Department of Cardiology, Tsukuba Medical Center Hospital.
Department of Cardiology, Tokyo Medical University Ibaraki Medical Center.
Circ J. 2020 Jul 22;84(8):1320-1329. doi: 10.1253/circj.CJ-20-0218. Epub 2020 Jun 24.
The risk of restenosis after intervention is higher in femoropopliteal than in aortoiliac lesions. However, the appropriate endovascular therapy (EVT) for preventing restenosis after intervention for femoropopliteal lesions remains unknown. This study aimed to elucidate the relationship between lesion characteristics and patency after EVT using intravascular ultrasound (IVUS) measurement and to determine the predictors of restenosis on IVUS.

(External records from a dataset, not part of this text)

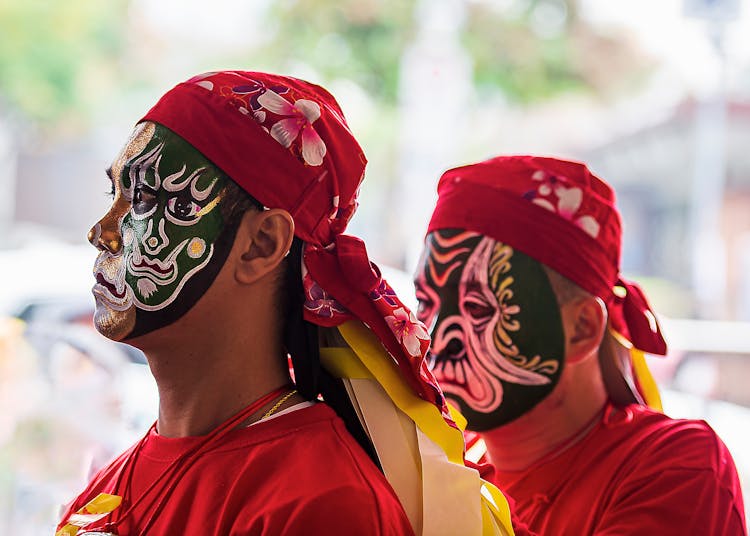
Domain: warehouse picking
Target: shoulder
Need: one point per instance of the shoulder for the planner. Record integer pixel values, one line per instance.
(316, 477)
(670, 463)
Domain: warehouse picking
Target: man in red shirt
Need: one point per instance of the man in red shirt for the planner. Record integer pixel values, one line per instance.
(539, 340)
(223, 256)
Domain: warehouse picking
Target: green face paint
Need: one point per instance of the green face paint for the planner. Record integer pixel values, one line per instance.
(167, 216)
(169, 233)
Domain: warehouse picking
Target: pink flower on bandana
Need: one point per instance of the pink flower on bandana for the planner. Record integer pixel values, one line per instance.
(409, 331)
(568, 201)
(319, 302)
(301, 115)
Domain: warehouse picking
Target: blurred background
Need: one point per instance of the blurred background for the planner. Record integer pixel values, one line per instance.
(654, 96)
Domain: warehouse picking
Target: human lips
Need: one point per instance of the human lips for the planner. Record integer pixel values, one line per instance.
(110, 282)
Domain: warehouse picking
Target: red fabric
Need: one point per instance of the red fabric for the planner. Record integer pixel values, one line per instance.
(223, 115)
(558, 213)
(636, 472)
(259, 128)
(300, 473)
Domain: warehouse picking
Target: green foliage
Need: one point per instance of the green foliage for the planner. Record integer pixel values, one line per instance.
(56, 56)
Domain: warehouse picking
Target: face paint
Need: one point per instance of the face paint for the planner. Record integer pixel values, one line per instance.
(497, 335)
(165, 237)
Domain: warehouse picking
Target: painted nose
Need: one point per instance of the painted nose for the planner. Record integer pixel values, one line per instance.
(104, 240)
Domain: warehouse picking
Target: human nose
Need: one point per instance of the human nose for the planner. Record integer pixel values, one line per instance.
(448, 339)
(105, 236)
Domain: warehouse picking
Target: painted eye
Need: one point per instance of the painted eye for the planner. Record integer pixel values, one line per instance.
(477, 308)
(183, 208)
(427, 305)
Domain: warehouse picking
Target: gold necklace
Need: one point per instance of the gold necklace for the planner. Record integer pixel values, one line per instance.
(278, 404)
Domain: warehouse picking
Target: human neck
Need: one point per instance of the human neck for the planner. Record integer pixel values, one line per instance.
(559, 421)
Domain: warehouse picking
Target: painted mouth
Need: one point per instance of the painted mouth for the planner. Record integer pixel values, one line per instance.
(144, 265)
(111, 288)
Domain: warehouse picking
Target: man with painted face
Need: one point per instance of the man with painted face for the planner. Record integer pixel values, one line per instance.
(222, 257)
(539, 341)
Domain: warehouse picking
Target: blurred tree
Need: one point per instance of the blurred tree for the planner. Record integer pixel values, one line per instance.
(357, 39)
(533, 50)
(56, 57)
(529, 50)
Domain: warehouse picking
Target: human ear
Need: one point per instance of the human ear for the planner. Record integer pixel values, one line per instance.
(584, 320)
(264, 238)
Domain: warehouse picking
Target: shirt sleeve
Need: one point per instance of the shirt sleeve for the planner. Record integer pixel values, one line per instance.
(347, 511)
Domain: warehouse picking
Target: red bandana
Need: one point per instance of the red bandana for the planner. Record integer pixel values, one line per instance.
(562, 215)
(285, 141)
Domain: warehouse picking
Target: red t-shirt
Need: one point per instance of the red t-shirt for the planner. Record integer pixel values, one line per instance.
(299, 473)
(637, 472)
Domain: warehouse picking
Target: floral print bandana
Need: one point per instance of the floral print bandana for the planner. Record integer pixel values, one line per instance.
(560, 214)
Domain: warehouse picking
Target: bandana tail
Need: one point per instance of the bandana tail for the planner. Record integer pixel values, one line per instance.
(418, 450)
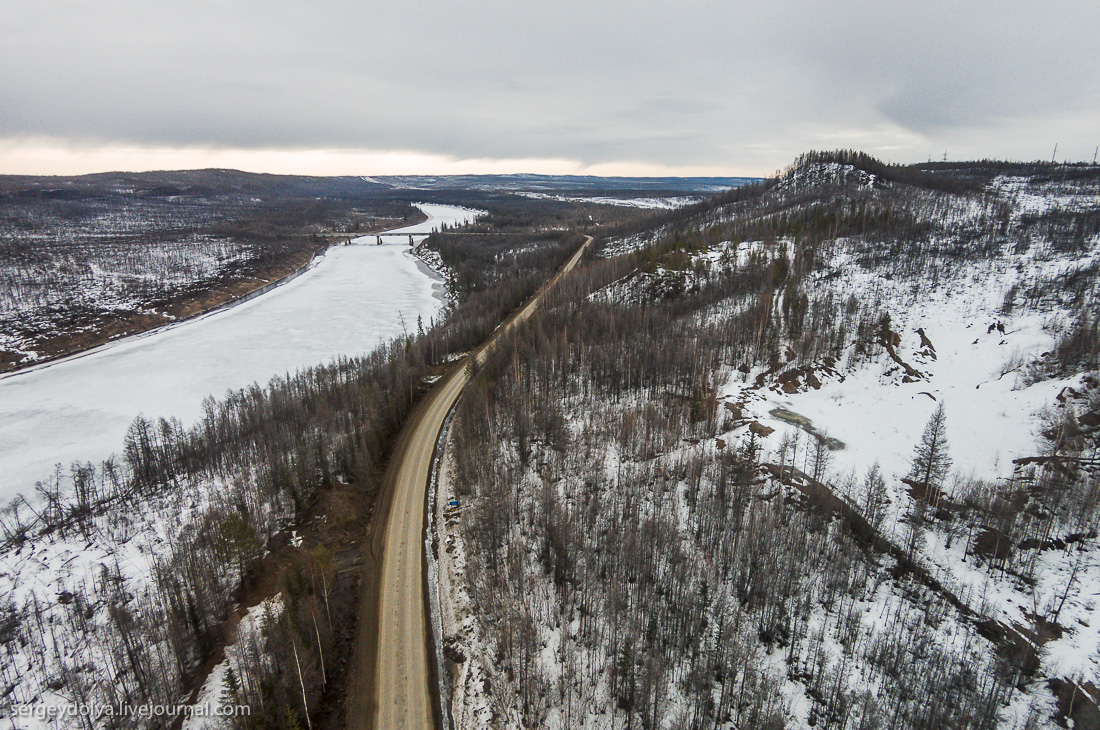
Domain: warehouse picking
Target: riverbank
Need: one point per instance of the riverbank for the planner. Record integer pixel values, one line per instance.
(188, 306)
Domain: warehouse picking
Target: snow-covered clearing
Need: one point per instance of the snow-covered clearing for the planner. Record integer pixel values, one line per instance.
(78, 409)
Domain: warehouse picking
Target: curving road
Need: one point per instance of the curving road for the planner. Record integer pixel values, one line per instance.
(391, 685)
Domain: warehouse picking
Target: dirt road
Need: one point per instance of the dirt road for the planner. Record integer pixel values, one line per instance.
(391, 682)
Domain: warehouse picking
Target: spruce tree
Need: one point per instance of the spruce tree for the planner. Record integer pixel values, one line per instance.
(931, 460)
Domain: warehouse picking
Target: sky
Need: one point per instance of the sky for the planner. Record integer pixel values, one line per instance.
(601, 87)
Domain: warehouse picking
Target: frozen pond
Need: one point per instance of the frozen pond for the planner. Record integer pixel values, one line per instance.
(79, 409)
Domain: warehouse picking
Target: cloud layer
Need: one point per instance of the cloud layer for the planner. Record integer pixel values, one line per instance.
(732, 86)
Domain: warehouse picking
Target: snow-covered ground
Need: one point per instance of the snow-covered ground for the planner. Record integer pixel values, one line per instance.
(79, 409)
(648, 203)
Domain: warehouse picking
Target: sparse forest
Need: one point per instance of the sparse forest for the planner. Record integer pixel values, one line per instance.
(644, 543)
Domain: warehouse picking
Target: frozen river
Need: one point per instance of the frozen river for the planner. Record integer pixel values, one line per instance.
(79, 409)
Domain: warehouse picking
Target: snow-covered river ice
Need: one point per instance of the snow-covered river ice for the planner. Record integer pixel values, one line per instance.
(79, 408)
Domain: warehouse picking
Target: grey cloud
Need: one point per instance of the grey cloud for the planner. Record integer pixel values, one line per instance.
(722, 84)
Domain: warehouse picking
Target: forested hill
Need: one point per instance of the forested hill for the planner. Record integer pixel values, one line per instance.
(817, 452)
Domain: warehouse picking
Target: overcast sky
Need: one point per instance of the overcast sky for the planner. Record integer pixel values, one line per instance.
(409, 86)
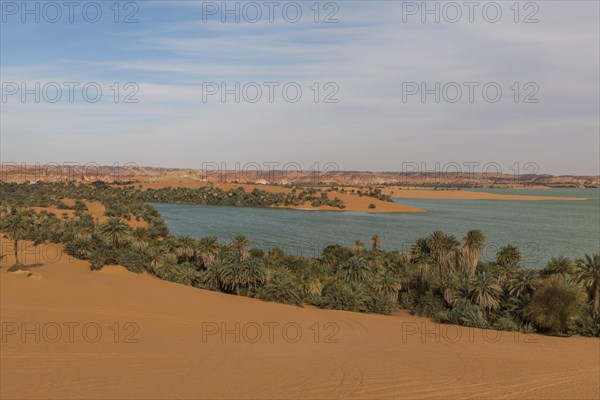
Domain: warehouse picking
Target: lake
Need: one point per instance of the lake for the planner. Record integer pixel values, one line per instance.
(540, 229)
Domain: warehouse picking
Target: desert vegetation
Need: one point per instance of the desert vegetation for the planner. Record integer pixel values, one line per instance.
(441, 277)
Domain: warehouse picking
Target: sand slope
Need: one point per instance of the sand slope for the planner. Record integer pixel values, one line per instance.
(355, 356)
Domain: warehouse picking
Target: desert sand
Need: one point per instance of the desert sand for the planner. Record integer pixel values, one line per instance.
(354, 202)
(115, 334)
(412, 193)
(94, 208)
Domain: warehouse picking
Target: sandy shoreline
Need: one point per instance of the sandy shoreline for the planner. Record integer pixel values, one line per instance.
(166, 346)
(356, 203)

This prospective observational study was performed at 18 Japanese centers. We evaluated the lesion characteristics before and after EVT for femoropopliteal lesion using IVUS. Angiographic or duplex ultrasound follow-up was performed at 1 year after EVT. A total of 263 lesions underwent EVT between December 2016 and December 2017. In total, 20 lesions (8 cases of isolated common femoral artery lesion and 12 cases of restenosis lesion) were excluded, and 243 lesions were enrolled in this study. A total of 181 lesions were treated with stent placement, and 62 lesions were treated only with balloon angioplasty. In the case of stent use, a larger distal plaque burden was associated with restenosis, while a lower calcification angle was associated with higher patency in the case of balloon angioplasty alone.

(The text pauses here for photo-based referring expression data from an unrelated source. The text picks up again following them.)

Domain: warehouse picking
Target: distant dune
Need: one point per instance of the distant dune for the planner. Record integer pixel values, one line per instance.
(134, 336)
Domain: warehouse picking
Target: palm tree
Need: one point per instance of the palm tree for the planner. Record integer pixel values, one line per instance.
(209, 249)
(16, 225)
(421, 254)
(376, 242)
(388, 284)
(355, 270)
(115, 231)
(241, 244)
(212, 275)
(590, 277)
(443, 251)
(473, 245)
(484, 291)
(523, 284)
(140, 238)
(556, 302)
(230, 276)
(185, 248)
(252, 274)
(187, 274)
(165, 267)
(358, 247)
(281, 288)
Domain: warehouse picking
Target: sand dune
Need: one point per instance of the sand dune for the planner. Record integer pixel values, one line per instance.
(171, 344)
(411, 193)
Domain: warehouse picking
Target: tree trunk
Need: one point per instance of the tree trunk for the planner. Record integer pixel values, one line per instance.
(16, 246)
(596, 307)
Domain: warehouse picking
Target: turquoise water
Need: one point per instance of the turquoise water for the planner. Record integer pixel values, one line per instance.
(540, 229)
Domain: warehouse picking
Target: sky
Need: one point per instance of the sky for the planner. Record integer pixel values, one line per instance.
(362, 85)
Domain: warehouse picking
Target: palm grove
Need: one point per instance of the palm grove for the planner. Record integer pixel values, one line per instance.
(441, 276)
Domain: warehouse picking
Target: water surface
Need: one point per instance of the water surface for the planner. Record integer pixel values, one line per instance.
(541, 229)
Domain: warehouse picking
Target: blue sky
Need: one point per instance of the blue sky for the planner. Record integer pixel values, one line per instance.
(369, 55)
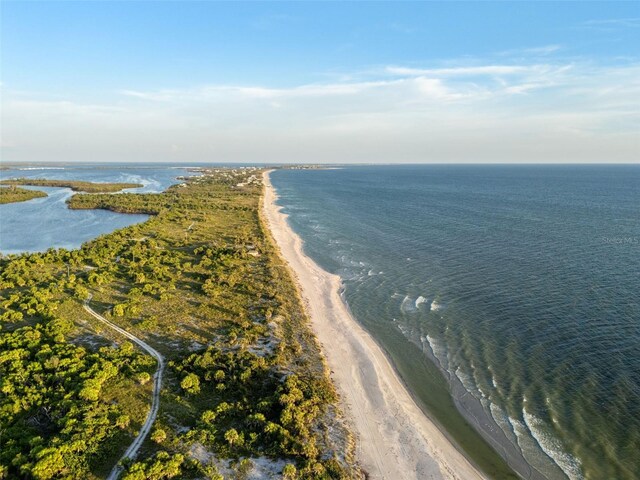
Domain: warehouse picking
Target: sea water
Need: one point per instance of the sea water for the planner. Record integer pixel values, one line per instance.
(42, 223)
(522, 283)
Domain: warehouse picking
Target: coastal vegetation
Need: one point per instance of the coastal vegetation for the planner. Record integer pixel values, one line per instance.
(245, 386)
(16, 194)
(76, 186)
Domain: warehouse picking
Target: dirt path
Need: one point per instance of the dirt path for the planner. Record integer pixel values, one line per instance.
(132, 451)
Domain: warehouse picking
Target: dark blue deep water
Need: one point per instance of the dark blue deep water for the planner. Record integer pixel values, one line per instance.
(521, 282)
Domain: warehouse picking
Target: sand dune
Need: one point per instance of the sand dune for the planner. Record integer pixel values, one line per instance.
(395, 440)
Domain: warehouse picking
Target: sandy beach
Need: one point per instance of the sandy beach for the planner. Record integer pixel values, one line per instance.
(395, 440)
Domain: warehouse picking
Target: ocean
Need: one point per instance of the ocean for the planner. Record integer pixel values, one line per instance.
(43, 223)
(519, 286)
(507, 297)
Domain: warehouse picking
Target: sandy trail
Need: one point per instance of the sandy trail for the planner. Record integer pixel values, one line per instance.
(395, 440)
(132, 451)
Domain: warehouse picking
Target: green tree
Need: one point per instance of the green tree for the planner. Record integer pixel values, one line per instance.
(191, 384)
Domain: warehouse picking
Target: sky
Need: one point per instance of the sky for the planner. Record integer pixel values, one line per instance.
(320, 82)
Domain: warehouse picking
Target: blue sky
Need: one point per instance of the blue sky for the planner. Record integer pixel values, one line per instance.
(321, 82)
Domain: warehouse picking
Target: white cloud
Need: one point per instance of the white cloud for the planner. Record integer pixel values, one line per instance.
(479, 112)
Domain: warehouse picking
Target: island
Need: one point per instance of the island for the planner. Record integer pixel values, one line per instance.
(76, 186)
(15, 194)
(174, 348)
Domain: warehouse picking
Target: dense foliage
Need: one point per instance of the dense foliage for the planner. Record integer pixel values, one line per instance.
(201, 282)
(15, 194)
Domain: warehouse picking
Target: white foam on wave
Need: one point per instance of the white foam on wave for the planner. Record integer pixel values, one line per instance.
(552, 446)
(420, 300)
(408, 305)
(438, 350)
(41, 168)
(466, 380)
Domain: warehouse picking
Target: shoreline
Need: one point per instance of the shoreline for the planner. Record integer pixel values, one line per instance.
(395, 439)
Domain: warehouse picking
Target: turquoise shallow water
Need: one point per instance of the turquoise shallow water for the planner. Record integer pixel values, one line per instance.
(44, 223)
(521, 282)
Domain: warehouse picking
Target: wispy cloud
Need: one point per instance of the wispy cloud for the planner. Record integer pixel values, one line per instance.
(614, 23)
(480, 111)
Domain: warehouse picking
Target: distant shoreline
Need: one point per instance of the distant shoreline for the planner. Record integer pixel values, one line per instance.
(395, 440)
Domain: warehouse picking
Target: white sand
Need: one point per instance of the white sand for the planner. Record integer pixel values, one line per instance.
(395, 440)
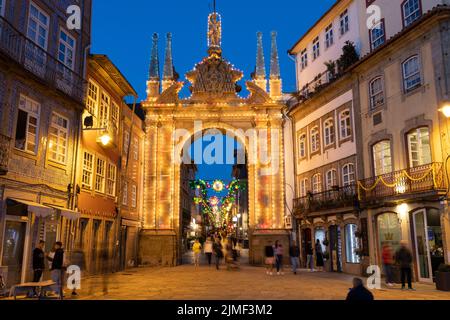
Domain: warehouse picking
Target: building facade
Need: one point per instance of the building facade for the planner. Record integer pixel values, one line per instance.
(41, 101)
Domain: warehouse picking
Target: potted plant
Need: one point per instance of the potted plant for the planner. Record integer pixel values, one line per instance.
(443, 277)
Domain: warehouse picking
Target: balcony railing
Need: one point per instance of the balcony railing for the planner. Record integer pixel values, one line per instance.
(421, 179)
(338, 197)
(5, 146)
(36, 60)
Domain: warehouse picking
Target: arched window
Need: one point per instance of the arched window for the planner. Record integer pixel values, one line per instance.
(411, 73)
(315, 139)
(419, 147)
(302, 146)
(382, 159)
(328, 131)
(348, 174)
(376, 93)
(345, 124)
(351, 243)
(317, 183)
(331, 179)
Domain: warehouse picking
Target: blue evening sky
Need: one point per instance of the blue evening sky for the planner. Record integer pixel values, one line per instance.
(123, 30)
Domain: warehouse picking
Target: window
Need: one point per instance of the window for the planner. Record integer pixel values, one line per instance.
(377, 35)
(316, 48)
(27, 128)
(302, 146)
(329, 36)
(111, 180)
(58, 134)
(125, 194)
(303, 187)
(100, 176)
(419, 147)
(92, 98)
(412, 10)
(304, 59)
(345, 124)
(135, 148)
(328, 131)
(66, 49)
(351, 243)
(38, 26)
(315, 139)
(348, 174)
(344, 22)
(376, 92)
(133, 195)
(331, 179)
(411, 73)
(317, 183)
(103, 114)
(382, 159)
(88, 168)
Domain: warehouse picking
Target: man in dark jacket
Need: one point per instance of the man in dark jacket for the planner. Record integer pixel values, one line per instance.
(403, 258)
(359, 292)
(294, 253)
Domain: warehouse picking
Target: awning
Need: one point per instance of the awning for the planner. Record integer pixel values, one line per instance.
(38, 209)
(69, 214)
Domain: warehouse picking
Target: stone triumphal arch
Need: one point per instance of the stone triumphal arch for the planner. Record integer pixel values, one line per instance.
(256, 121)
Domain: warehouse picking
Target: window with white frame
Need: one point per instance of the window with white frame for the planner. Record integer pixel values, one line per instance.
(329, 36)
(100, 176)
(302, 146)
(303, 187)
(133, 195)
(419, 147)
(38, 26)
(382, 159)
(376, 92)
(344, 22)
(348, 174)
(27, 126)
(88, 169)
(57, 138)
(345, 124)
(377, 35)
(111, 180)
(317, 183)
(125, 194)
(315, 139)
(316, 48)
(304, 59)
(66, 50)
(328, 132)
(331, 179)
(411, 73)
(92, 98)
(412, 10)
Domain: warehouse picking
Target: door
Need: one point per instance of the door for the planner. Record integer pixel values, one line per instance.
(13, 249)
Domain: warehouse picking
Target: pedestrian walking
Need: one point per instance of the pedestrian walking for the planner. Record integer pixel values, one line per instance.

The factors related to patency differed depending on the treating modality. The findings suggest that IVUS is a useful tool for predicting patency because it can provide a more accurate evaluation after EVT for femoropopliteal lesions.

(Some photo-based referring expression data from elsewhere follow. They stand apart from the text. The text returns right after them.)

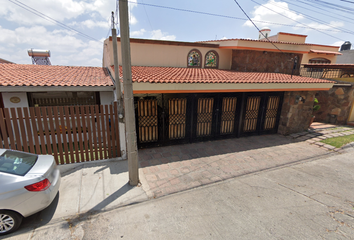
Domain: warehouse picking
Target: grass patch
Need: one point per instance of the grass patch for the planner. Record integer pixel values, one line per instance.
(338, 142)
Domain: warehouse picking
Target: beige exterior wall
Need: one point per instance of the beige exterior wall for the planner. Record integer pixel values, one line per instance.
(158, 55)
(351, 115)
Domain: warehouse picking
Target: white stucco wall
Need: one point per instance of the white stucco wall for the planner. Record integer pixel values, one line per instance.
(8, 104)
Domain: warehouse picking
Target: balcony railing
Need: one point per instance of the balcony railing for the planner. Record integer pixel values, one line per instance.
(326, 72)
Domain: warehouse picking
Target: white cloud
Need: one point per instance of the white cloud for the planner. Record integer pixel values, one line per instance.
(138, 33)
(338, 43)
(59, 10)
(158, 34)
(91, 24)
(65, 49)
(155, 34)
(263, 13)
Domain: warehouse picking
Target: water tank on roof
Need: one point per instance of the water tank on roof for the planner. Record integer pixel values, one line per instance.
(346, 46)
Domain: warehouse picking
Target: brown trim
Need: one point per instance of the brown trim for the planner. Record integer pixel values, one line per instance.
(201, 58)
(174, 43)
(291, 34)
(217, 59)
(261, 49)
(231, 90)
(324, 52)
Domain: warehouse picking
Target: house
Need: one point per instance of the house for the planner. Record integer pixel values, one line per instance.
(24, 85)
(196, 91)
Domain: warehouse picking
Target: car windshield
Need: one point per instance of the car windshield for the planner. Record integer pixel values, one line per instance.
(18, 163)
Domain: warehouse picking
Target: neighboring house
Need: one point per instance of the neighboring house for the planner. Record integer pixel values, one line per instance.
(40, 85)
(195, 91)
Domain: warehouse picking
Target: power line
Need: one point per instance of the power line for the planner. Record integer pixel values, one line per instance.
(42, 15)
(256, 26)
(296, 21)
(224, 16)
(316, 19)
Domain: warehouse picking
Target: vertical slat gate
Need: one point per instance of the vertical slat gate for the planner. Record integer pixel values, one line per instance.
(251, 116)
(205, 116)
(147, 121)
(228, 115)
(271, 112)
(177, 118)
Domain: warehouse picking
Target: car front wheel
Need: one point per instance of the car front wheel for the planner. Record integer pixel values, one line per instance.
(9, 221)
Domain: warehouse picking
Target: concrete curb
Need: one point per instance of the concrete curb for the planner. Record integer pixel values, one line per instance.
(63, 168)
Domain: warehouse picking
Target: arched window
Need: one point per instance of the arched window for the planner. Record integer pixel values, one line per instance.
(319, 60)
(194, 58)
(211, 59)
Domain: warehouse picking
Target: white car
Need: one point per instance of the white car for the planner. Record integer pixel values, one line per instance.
(28, 184)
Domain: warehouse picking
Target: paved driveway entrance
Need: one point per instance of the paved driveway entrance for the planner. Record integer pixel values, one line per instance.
(175, 168)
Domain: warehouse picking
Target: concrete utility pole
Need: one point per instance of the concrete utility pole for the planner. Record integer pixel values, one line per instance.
(132, 150)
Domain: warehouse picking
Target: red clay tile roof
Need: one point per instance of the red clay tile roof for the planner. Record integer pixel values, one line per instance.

相较于主动脉髂动脉病变,腔内血管治疗(EVT)后股腘动脉病变的再狭窄风险更高。然而,针对股腘动脉病变,哪种 EVT 方式能更好地预防再狭窄,目前尚不清楚。本研究旨在通过血管内超声(IVUS)测量来阐明病变特征与 EVT 后通畅率之间的关系,并确定 IVUS 上再狭窄的预测因子。
本前瞻性观察研究在日本的 18 个中心进行。我们使用 IVUS 评估股腘动脉病变行 EVT 前后的病变特征。EVT 后 1 年进行血管造影或双功能超声随访。2016 年 12 月至 2017 年 12 月,共有 263 处病变接受了 EVT。共排除 20 处病变(8 例单纯股总动脉病变,12 例再狭窄病变),243 处病变纳入本研究。共 181 处病变接受支架置入治疗,62 处病变仅接受球囊血管成形术治疗。支架使用病例中,远端斑块负荷较大与再狭窄相关,而单纯球囊血管成形术病例中,钙化角度较低与通畅率较高相关。
不同的治疗方式与通畅率相关的因素不同。这些发现表明,IVUS 是一种有用的预测通畅率的工具,因为它可以为股腘动脉病变的 EVT 后提供更准确的评估。